Страница 10 из 35
Вскоре девушка затихла в странной скрученной позе. На одеяле под ней появилось и ширилось влажное пятно.
В какой-то момент он понял, что она агонизирует. Её исхудалая тонкая шея странно скрутилась, вывернулась, заставив лицо обратиться к Пастырю, словно девушка хотела что-то сказать ему напоследок, но горло её издало только прерывистый всхрип. Одну руку конвульсия завернула вверх и за спину; умирающая лежала теперь, скрючившись, как подбитая птица с выставленным к небу крылом.
Пастырь кивнул, поднялся, натянул респиратор, забросил рюкзак за спину, поднял положенный на скамью обрез. Ещё раз внимательно, через бинокль, осмотрел окрестности, выискивая взглядом кобеля. Видно его не было.

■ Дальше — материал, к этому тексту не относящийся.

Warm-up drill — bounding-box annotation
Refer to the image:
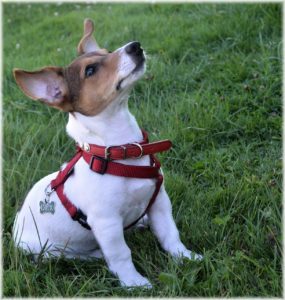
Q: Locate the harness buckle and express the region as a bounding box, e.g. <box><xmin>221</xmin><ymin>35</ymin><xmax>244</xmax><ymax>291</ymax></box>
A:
<box><xmin>89</xmin><ymin>155</ymin><xmax>108</xmax><ymax>174</ymax></box>
<box><xmin>129</xmin><ymin>143</ymin><xmax>144</xmax><ymax>159</ymax></box>
<box><xmin>105</xmin><ymin>146</ymin><xmax>113</xmax><ymax>160</ymax></box>
<box><xmin>105</xmin><ymin>145</ymin><xmax>127</xmax><ymax>160</ymax></box>
<box><xmin>72</xmin><ymin>209</ymin><xmax>91</xmax><ymax>230</ymax></box>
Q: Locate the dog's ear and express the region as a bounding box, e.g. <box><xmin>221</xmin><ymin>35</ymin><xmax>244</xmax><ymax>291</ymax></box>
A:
<box><xmin>13</xmin><ymin>67</ymin><xmax>69</xmax><ymax>108</ymax></box>
<box><xmin>77</xmin><ymin>19</ymin><xmax>100</xmax><ymax>55</ymax></box>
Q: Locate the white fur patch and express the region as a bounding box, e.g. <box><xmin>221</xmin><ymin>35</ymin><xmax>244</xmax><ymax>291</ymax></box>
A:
<box><xmin>116</xmin><ymin>43</ymin><xmax>146</xmax><ymax>90</ymax></box>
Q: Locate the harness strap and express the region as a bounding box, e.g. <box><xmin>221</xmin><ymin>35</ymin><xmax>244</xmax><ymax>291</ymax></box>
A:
<box><xmin>82</xmin><ymin>151</ymin><xmax>161</xmax><ymax>178</ymax></box>
<box><xmin>124</xmin><ymin>173</ymin><xmax>163</xmax><ymax>230</ymax></box>
<box><xmin>50</xmin><ymin>131</ymin><xmax>170</xmax><ymax>231</ymax></box>
<box><xmin>80</xmin><ymin>139</ymin><xmax>172</xmax><ymax>160</ymax></box>
<box><xmin>78</xmin><ymin>130</ymin><xmax>172</xmax><ymax>161</ymax></box>
<box><xmin>51</xmin><ymin>150</ymin><xmax>82</xmax><ymax>190</ymax></box>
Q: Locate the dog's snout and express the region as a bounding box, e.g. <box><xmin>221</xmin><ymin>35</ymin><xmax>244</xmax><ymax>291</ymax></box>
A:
<box><xmin>125</xmin><ymin>42</ymin><xmax>142</xmax><ymax>56</ymax></box>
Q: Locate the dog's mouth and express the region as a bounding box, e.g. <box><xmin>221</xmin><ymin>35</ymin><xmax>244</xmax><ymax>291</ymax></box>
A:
<box><xmin>116</xmin><ymin>57</ymin><xmax>145</xmax><ymax>91</ymax></box>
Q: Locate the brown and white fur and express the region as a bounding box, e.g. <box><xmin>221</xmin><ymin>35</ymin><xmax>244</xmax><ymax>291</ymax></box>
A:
<box><xmin>12</xmin><ymin>19</ymin><xmax>202</xmax><ymax>288</ymax></box>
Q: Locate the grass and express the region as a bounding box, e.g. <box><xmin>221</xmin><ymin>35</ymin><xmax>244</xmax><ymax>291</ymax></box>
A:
<box><xmin>3</xmin><ymin>2</ymin><xmax>282</xmax><ymax>297</ymax></box>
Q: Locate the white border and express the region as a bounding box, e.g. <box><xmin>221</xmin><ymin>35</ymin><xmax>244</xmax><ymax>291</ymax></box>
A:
<box><xmin>0</xmin><ymin>0</ymin><xmax>3</xmax><ymax>297</ymax></box>
<box><xmin>1</xmin><ymin>0</ymin><xmax>284</xmax><ymax>3</ymax></box>
<box><xmin>1</xmin><ymin>0</ymin><xmax>283</xmax><ymax>299</ymax></box>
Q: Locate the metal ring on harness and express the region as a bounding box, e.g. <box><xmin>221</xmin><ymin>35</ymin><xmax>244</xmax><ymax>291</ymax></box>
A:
<box><xmin>44</xmin><ymin>183</ymin><xmax>55</xmax><ymax>197</ymax></box>
<box><xmin>129</xmin><ymin>143</ymin><xmax>144</xmax><ymax>159</ymax></box>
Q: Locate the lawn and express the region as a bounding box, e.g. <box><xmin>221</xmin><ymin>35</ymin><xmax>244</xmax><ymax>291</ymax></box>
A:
<box><xmin>2</xmin><ymin>2</ymin><xmax>282</xmax><ymax>297</ymax></box>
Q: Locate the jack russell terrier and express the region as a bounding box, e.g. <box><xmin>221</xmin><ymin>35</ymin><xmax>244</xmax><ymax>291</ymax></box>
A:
<box><xmin>12</xmin><ymin>19</ymin><xmax>202</xmax><ymax>288</ymax></box>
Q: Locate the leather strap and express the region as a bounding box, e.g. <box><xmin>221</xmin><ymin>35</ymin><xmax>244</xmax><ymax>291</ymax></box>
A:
<box><xmin>124</xmin><ymin>156</ymin><xmax>163</xmax><ymax>230</ymax></box>
<box><xmin>54</xmin><ymin>184</ymin><xmax>91</xmax><ymax>230</ymax></box>
<box><xmin>82</xmin><ymin>151</ymin><xmax>161</xmax><ymax>178</ymax></box>
<box><xmin>78</xmin><ymin>130</ymin><xmax>172</xmax><ymax>161</ymax></box>
<box><xmin>51</xmin><ymin>150</ymin><xmax>82</xmax><ymax>190</ymax></box>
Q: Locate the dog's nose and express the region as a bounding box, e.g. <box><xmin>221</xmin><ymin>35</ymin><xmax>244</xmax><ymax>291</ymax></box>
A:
<box><xmin>125</xmin><ymin>42</ymin><xmax>143</xmax><ymax>56</ymax></box>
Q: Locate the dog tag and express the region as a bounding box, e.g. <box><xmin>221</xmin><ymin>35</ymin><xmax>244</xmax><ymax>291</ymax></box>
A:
<box><xmin>40</xmin><ymin>200</ymin><xmax>55</xmax><ymax>214</ymax></box>
<box><xmin>40</xmin><ymin>185</ymin><xmax>56</xmax><ymax>214</ymax></box>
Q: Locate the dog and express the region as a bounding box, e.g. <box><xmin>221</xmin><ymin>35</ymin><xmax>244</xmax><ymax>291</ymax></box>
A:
<box><xmin>12</xmin><ymin>19</ymin><xmax>202</xmax><ymax>288</ymax></box>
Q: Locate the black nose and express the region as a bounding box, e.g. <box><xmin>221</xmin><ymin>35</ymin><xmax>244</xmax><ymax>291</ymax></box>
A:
<box><xmin>125</xmin><ymin>41</ymin><xmax>143</xmax><ymax>56</ymax></box>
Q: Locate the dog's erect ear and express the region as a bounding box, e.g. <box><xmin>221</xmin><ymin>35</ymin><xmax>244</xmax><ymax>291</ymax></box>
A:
<box><xmin>77</xmin><ymin>19</ymin><xmax>100</xmax><ymax>55</ymax></box>
<box><xmin>13</xmin><ymin>67</ymin><xmax>68</xmax><ymax>107</ymax></box>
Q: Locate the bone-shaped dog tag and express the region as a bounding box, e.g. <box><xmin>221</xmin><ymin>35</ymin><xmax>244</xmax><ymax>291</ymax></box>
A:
<box><xmin>40</xmin><ymin>201</ymin><xmax>55</xmax><ymax>214</ymax></box>
<box><xmin>40</xmin><ymin>186</ymin><xmax>56</xmax><ymax>214</ymax></box>
<box><xmin>40</xmin><ymin>200</ymin><xmax>55</xmax><ymax>214</ymax></box>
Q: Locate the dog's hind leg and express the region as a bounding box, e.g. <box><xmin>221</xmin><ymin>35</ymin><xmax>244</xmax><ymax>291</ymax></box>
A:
<box><xmin>34</xmin><ymin>246</ymin><xmax>104</xmax><ymax>261</ymax></box>
<box><xmin>148</xmin><ymin>186</ymin><xmax>203</xmax><ymax>261</ymax></box>
<box><xmin>59</xmin><ymin>249</ymin><xmax>104</xmax><ymax>260</ymax></box>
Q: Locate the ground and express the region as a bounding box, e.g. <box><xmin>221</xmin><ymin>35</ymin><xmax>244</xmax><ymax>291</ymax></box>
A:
<box><xmin>3</xmin><ymin>2</ymin><xmax>282</xmax><ymax>297</ymax></box>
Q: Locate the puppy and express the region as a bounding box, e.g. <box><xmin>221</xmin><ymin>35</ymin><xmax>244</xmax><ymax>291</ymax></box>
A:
<box><xmin>12</xmin><ymin>19</ymin><xmax>202</xmax><ymax>288</ymax></box>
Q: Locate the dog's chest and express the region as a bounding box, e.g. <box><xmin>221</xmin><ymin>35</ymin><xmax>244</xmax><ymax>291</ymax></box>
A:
<box><xmin>64</xmin><ymin>158</ymin><xmax>156</xmax><ymax>225</ymax></box>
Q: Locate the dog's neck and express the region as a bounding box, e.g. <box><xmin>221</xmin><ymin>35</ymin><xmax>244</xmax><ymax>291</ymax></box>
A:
<box><xmin>66</xmin><ymin>99</ymin><xmax>143</xmax><ymax>146</ymax></box>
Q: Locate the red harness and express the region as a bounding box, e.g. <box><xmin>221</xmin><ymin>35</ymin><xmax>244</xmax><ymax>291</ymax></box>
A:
<box><xmin>50</xmin><ymin>130</ymin><xmax>172</xmax><ymax>230</ymax></box>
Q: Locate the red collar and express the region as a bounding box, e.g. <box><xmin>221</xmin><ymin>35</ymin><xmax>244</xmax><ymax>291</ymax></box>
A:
<box><xmin>77</xmin><ymin>130</ymin><xmax>172</xmax><ymax>161</ymax></box>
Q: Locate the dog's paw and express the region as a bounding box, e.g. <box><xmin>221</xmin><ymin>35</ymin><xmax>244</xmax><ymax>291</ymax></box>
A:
<box><xmin>173</xmin><ymin>249</ymin><xmax>203</xmax><ymax>262</ymax></box>
<box><xmin>187</xmin><ymin>251</ymin><xmax>203</xmax><ymax>261</ymax></box>
<box><xmin>120</xmin><ymin>274</ymin><xmax>152</xmax><ymax>289</ymax></box>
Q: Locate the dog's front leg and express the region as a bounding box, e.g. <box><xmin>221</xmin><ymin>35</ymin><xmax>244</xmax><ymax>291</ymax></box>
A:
<box><xmin>90</xmin><ymin>216</ymin><xmax>152</xmax><ymax>288</ymax></box>
<box><xmin>148</xmin><ymin>186</ymin><xmax>203</xmax><ymax>260</ymax></box>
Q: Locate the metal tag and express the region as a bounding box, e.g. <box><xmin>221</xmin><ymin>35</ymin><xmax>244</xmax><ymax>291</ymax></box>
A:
<box><xmin>40</xmin><ymin>200</ymin><xmax>55</xmax><ymax>214</ymax></box>
<box><xmin>40</xmin><ymin>184</ymin><xmax>56</xmax><ymax>214</ymax></box>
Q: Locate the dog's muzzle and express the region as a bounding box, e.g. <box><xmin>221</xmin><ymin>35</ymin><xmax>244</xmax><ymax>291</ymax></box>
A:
<box><xmin>125</xmin><ymin>41</ymin><xmax>145</xmax><ymax>67</ymax></box>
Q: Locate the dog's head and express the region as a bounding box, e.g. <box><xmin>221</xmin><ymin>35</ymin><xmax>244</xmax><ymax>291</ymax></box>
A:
<box><xmin>13</xmin><ymin>19</ymin><xmax>145</xmax><ymax>116</ymax></box>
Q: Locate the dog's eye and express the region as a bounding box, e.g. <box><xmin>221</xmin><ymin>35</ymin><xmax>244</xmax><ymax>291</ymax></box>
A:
<box><xmin>85</xmin><ymin>63</ymin><xmax>99</xmax><ymax>78</ymax></box>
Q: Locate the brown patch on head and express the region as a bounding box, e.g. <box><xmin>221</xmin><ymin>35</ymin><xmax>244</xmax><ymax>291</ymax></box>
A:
<box><xmin>63</xmin><ymin>50</ymin><xmax>108</xmax><ymax>105</ymax></box>
<box><xmin>63</xmin><ymin>62</ymin><xmax>81</xmax><ymax>105</ymax></box>
<box><xmin>62</xmin><ymin>50</ymin><xmax>121</xmax><ymax>116</ymax></box>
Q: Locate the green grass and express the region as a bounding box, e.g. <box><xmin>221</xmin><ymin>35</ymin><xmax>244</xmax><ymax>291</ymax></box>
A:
<box><xmin>3</xmin><ymin>2</ymin><xmax>282</xmax><ymax>297</ymax></box>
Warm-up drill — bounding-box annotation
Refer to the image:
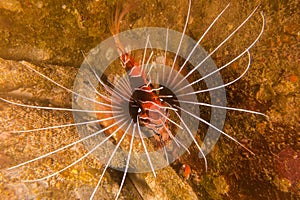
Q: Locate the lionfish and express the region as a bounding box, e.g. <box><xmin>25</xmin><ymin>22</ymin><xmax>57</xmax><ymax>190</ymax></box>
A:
<box><xmin>0</xmin><ymin>0</ymin><xmax>267</xmax><ymax>199</ymax></box>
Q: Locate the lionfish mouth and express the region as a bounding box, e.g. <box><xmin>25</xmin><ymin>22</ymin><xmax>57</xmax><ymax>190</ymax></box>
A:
<box><xmin>1</xmin><ymin>0</ymin><xmax>268</xmax><ymax>199</ymax></box>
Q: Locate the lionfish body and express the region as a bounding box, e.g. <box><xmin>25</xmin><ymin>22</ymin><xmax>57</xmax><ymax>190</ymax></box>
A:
<box><xmin>116</xmin><ymin>43</ymin><xmax>170</xmax><ymax>143</ymax></box>
<box><xmin>96</xmin><ymin>7</ymin><xmax>172</xmax><ymax>144</ymax></box>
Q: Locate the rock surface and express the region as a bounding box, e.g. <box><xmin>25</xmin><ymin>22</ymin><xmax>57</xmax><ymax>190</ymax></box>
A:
<box><xmin>0</xmin><ymin>0</ymin><xmax>299</xmax><ymax>199</ymax></box>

Старательно отгоняя от себя мысль, что не мешало бы девочку похоронить, пошёл вдоль Комсомольской, за ресторан, во дворы, прижимаясь к стенам, срезая путь.
Не обернулся, заставил себя окостенеть шеей, одеревенеть спиной, когда услышал сзади довольное рычание пса, кинувшегося к ещё теплому телу. Где-то же выждал, перехитрил, тварь!
Ну не стрелять же теперь в него было… Такова нынче жизнь, что ж теперь — такова её метафизика.
Жизнь человеческая переставала быть одним из признаков этого мира, разрушалась, и что-то в ней утрачивало прежнюю ценность. А ценность-важность её и в лучшие-то времена была не ахти.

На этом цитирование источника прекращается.